Deixando de lado toda a crítica sobre a forma como Bolsonaro se comportou, o que Rocha critica é que o ex-presidente aproveitou um momento delicado de sua própria vida para fazer política. O que o advogado teria a dizer dos seguintes casos?
“Marisa morreu triste porque a canalhice, a leviandade e a maldade que fizeram com ela… Quero provar que os facínoras que levantaram leviandades contra ela tenham um dia a humildade de pedir desculpas”, disse Lula, no enterro de sua esposa, Marisa Letícia.
“Não seria estranho se tivessem desenvolvido uma tecnologia para induzir ao câncer e ninguém soubesse disso até agora”, disse o líder nacionalista venezuelano Hugo Chávez a respeito dos Estados Unidos, no momento em que combatia um câncer agressivo que o levaria à morte um ano depois.
“Lula chorou ao se despedir e agradecer a todos. Perante seu neto, ele tomou um compromisso de que vai comprovar a inocência dele e nós esperamos que isso ocorra o quanto antes”, afirmou Eduardo Suplicy, após testemunhar o enterro do neto do presidente Lula.
Uma vez demonstrada a hipocrisia de nosso advogado, vejamos agora qual é a questão política da qual ele foge.
Qual o conteúdo do “espetáculo” de Bolsonaro?
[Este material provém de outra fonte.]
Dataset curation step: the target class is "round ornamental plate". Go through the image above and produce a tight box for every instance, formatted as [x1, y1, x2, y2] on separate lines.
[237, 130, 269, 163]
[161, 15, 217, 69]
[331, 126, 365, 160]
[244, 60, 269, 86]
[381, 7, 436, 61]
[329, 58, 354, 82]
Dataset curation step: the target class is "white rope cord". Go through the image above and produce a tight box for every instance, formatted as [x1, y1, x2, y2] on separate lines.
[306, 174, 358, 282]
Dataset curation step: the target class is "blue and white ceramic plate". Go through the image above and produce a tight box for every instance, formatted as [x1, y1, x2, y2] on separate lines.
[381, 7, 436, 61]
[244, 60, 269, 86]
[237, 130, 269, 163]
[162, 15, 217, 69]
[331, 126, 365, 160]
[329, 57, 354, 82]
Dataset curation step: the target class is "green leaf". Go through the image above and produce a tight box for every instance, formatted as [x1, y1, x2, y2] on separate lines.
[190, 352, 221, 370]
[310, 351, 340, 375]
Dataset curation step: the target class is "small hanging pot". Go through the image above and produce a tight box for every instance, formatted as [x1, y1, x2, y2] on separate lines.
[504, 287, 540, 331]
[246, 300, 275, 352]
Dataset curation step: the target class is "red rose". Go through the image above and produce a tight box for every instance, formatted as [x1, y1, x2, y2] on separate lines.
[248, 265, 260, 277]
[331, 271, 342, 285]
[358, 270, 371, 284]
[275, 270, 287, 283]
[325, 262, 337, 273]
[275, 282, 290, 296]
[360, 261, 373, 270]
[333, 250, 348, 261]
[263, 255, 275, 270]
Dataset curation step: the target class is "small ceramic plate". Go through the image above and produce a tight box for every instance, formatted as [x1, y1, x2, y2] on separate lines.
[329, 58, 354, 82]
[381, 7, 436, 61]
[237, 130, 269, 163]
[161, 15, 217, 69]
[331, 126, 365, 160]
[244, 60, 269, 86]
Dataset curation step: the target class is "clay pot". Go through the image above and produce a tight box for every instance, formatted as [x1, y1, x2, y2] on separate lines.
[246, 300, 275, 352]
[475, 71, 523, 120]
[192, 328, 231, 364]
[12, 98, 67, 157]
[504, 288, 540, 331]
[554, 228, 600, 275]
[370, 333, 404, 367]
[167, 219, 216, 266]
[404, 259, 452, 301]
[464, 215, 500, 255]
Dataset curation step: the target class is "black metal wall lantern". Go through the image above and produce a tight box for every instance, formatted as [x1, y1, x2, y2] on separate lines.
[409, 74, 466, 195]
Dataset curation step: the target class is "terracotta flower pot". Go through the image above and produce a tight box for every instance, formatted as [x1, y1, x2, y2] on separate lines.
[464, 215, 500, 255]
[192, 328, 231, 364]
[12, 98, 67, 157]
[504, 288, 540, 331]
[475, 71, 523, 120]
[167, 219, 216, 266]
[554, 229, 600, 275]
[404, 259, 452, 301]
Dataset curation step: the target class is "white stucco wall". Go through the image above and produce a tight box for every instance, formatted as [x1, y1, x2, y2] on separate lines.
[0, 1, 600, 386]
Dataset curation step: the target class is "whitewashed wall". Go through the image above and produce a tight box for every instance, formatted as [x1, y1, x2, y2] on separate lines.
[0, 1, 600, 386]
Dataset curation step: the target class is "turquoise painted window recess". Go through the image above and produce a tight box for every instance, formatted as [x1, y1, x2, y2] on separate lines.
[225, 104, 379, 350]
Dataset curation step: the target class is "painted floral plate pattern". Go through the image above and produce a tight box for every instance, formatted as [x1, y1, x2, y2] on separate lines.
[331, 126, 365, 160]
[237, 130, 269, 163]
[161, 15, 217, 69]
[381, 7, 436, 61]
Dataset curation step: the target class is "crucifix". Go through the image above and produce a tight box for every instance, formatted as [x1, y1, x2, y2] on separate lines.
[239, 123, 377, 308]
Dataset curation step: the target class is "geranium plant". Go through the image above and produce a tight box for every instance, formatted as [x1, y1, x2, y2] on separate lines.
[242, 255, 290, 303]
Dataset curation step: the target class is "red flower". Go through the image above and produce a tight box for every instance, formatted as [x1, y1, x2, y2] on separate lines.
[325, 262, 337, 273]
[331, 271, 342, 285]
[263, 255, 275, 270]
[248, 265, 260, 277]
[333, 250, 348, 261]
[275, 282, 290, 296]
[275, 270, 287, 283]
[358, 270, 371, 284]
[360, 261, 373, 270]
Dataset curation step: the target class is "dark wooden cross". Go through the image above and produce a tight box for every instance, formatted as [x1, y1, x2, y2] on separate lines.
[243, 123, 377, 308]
É o de uma perseguição política. As fotos no hospital procuram mostrar uma vítima — afinal, segundo a mitologia bolsonarista, o ex-presidente foi vítima de uma facada orquestrada pelo “sistema”. Agora, o mesmo homem ferido pelo “sistema” se mostra disposto a continuar denunciando seus algozes.
O importante nisso não é o comportamento de Bolsonaro, mas analisar o que ele de fato está dizendo. A denúncia de que hoje é vítima de uma perseguição procede? Não há dúvida. E o fato de o Supremo Tribunal Federal (STF) citá-lo em um processo penal mesmo internado na UTI só reforça que há, de fato, uma perseguição.
Rocha evita entrar no debate político porque a posição que ele, que se diz advogado, defende é bárbara. Ele defende que uma Corte que não é eleita por ninguém possa condenar um ex-presidente sem provas, que possa condenar uma moça a 14 anos de cadeia por uma pichação em uma estátua, que utilize a delação premiada como um método legítimo.
A crítica moral ao “espetáculo” de Bolsonaro é, portanto, a defesa dos crimes cometidos pela ditadura do STF.